Zum Hauptinhalt springen

Was haben die Bosse gewusst?

Von Harald Waiglein

Wirtschaft

+++ Enron-Chefs Lay, Skilling vor Gericht. | Anklage wegen Bilanzfälschung und Insiderhandel. | Beweisbarkeit jedoch fraglich. | Houston. Der Name Enron ist längst keine einfache Firmenbezeichnung mehr. Er ist bereits zum Symbol für die schlimmsten Auswüchse eines ungebremsten Kasinokapitalismus geworden, wie er Ende der 90er Jahre an den Börsen herrschte.


Hinweis: Der Inhalt dieser Seite wurde vor 18 Jahren in der Wiener Zeitung veröffentlicht. Hier geht's zu unseren neuen Inhalten.

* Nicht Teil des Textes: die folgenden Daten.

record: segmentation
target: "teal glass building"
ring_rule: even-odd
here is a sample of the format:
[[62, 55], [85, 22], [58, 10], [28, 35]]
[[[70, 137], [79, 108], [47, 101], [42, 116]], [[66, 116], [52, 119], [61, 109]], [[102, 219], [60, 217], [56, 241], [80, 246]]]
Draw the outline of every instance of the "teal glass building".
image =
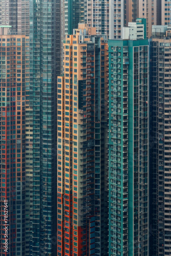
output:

Als der Energie-Händler Enron im Dezember 2001 Pleite machte, war das die größte Firmen-Insolvenz in der Geschichte der USA. Allerdings dauerte es nur etwas mehr als ein halbes Jahr, bis sie von der Pleite des Telekom-Konzerns WorldCom übertroffen wurde. Der ehemalige WorldCom-Chef Bernie Ebbers wurde mittlerweile wegen Bilanzfälschung zu 25 Jahren Haft verurteilt.

Mit Enron fing es an

Enron war der Beginn einer Vertrauenskrise. Die Anleger merkten plötzlich, dass die Bilanzen, die große, bösenotierte Unternehmen veröffentlichten, nicht wirklich verlässlich waren. Der Zusammenbruch einer der größten Wirtschaftstreuhandgesellschaften der Welt, Arthur Andersen, die sowohl die Bilanzen von Enron als auch von WorldCom geprüft hatte, tat dazu ein übriges. Die Krise drückte die Börsenkurse über ein Jahr in den Keller und hatte zahlreiche Gesetzesreformen im Wertpapierbereich zur Folge.

Noch nichts bewiesen

Ab Montag stehen nun Kenneth Lay, der Gründer von Enron und langjähriger Chef, sowie Jeffrey Skilling, sein Nachfolger an der Unternehmensspitze, vor dem Strafgericht.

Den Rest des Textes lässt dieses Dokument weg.